WASHINGTON (NEXSTAR) — The spike in the amount of data about children collected online is spurring action on Capitol Hill.
By the time most kids turn 18, there are already about 70,000 posts about them on the internet, according to the United Kingdom’s Children’s Commissioner.
So Democrats want to pass a law that will allow adults to force internet businesses to delete all the data collected about them before they were 13. The Clean Slate for Kids Online Act, sponsored by Sen. Dick Durbin, D-Ill., would apply only to websites targeting kids, like YouTube Kids or Facebook Kids Messenger.

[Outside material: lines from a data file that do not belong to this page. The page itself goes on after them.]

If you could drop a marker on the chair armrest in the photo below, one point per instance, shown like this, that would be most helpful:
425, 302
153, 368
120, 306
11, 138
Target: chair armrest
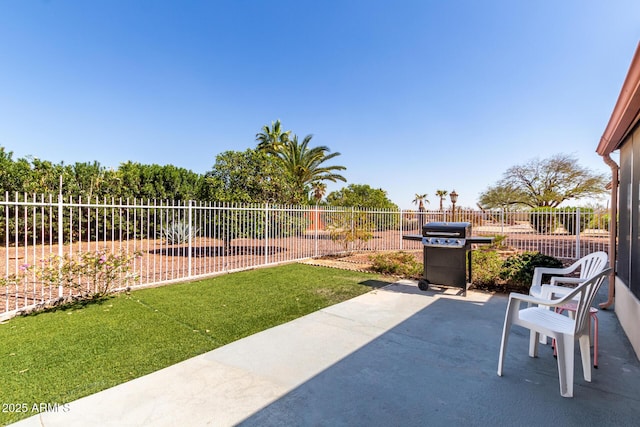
539, 271
569, 280
550, 291
536, 300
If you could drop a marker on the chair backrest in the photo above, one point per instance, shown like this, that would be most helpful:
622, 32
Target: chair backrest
585, 293
592, 264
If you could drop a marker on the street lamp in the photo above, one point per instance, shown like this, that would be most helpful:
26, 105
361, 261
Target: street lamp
454, 199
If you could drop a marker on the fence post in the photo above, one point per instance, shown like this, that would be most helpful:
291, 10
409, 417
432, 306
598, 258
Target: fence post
266, 233
190, 244
401, 229
577, 227
60, 239
316, 224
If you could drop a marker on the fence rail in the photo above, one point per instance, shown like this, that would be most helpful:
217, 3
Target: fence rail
187, 240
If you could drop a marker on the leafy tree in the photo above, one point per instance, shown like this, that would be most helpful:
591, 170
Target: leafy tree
319, 189
272, 139
361, 195
156, 182
304, 165
13, 173
544, 183
249, 176
419, 200
442, 194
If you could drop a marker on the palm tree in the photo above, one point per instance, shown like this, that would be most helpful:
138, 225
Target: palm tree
272, 139
319, 190
304, 164
442, 194
420, 199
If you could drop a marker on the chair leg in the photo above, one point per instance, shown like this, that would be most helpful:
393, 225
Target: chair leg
565, 346
595, 340
534, 339
585, 353
503, 344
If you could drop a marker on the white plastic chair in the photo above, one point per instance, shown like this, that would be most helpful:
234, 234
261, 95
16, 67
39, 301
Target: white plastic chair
540, 320
589, 266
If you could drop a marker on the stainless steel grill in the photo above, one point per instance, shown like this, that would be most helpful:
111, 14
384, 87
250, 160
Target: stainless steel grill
447, 253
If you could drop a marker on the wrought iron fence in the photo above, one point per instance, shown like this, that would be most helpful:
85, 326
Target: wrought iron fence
186, 240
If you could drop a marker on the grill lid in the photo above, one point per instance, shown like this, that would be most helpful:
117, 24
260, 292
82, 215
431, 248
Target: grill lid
453, 230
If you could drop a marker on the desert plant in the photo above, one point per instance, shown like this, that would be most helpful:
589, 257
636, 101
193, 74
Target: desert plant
498, 241
352, 230
568, 219
95, 274
397, 263
487, 265
543, 220
178, 232
517, 270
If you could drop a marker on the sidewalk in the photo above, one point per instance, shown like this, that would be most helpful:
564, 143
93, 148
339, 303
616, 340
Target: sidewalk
394, 356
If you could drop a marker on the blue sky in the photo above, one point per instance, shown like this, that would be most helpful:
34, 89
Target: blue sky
417, 96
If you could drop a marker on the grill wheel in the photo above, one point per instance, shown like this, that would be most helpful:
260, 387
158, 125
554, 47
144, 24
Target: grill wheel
423, 285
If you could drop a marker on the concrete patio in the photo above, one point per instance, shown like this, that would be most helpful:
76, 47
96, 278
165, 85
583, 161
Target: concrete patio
394, 356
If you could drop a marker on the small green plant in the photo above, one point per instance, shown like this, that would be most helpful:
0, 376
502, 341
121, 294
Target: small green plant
487, 265
178, 232
353, 231
517, 270
499, 241
544, 220
397, 263
568, 219
95, 274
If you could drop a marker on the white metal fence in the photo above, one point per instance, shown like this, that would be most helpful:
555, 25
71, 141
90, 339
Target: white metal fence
185, 240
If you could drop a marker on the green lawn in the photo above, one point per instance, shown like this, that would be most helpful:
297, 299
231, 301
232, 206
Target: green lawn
60, 356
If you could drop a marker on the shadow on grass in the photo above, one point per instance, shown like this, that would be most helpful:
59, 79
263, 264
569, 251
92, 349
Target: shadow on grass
72, 303
376, 284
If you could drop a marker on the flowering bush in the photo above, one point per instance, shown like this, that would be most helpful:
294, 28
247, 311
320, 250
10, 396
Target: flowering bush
95, 274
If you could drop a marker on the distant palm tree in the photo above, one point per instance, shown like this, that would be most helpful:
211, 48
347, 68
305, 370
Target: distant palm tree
272, 139
319, 190
420, 199
442, 194
304, 164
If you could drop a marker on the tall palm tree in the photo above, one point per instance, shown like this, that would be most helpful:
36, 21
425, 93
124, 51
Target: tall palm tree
319, 190
442, 194
305, 165
272, 139
420, 199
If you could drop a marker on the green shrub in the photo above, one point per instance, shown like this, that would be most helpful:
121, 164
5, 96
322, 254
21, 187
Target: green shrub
600, 221
498, 241
397, 263
486, 265
568, 219
177, 233
517, 270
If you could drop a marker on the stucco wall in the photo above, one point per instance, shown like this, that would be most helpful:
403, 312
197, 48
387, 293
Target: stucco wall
627, 308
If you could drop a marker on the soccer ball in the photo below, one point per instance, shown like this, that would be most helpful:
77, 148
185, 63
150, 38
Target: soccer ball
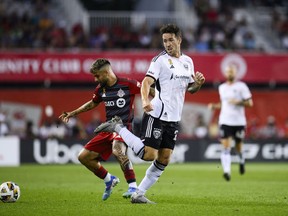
9, 192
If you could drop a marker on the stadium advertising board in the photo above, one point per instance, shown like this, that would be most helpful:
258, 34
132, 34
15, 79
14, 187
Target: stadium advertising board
67, 67
65, 151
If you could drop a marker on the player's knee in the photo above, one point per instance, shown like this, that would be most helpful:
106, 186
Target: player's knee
150, 154
82, 157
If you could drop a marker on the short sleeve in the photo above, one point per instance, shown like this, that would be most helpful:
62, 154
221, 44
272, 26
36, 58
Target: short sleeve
96, 96
134, 87
246, 94
154, 69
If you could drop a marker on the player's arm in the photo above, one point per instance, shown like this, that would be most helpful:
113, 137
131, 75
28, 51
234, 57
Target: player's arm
214, 106
145, 90
65, 116
152, 90
199, 79
246, 103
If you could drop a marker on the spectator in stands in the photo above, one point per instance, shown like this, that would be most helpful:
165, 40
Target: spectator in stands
4, 129
94, 123
31, 131
270, 129
18, 124
201, 129
253, 128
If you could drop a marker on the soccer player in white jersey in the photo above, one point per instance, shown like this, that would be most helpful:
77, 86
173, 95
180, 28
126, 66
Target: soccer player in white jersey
234, 97
172, 72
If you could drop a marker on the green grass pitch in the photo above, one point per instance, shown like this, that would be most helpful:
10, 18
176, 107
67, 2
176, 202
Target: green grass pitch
183, 189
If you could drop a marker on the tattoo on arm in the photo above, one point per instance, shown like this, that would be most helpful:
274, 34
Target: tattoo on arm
194, 88
86, 107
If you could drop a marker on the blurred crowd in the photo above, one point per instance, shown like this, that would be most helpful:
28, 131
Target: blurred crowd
218, 30
52, 127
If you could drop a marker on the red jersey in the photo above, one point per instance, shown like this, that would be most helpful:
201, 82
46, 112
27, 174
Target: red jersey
118, 99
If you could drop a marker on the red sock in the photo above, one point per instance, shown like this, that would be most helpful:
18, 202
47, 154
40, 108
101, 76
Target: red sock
129, 176
101, 172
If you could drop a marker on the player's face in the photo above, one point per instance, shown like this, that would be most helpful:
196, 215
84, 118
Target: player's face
230, 73
171, 44
101, 77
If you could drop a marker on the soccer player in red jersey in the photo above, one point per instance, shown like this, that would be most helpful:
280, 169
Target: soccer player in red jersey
118, 96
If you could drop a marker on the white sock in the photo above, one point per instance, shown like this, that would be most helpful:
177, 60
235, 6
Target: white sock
107, 177
152, 175
132, 141
133, 184
241, 158
226, 160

Consumer watchdogs say it’s a good first step that will give people more control, but internet companies are calling it pointless.
“It’s a growing threat,” Ed Mierzwinski of the Public Interest Research Group said of websites tracking kids’ activity. “From birth on, they want to know what you did so they can predict what you do when you’re an adult.”
Current law prohibits websites from saving data about kids unless a parent gives consent, but parents often do, sometimes without realizing it.
“I think Congress has lagged on privacy and it’s concerning when that privacy is intended for young people,” David Simpson, a former Homeland Security cyber expert now with the Federal Communications Commission, said.
Several internet companies say the Clean Slate measure would cause confusion and encourage kids to be reckless on sites not covered by the law.
“It sends the wrong message to children not to think before they post and sends the wrong message to parents that they don’t need to worry,” said Carl Szabo of NetChoice, who represents companies like Twitter, Google and PayPal.
Those companies oppose the bill, saying it’s a fake solution. They say parents should be more accountable.
A similar bill failed to pass last year, and the new version is currently stalled in Congress.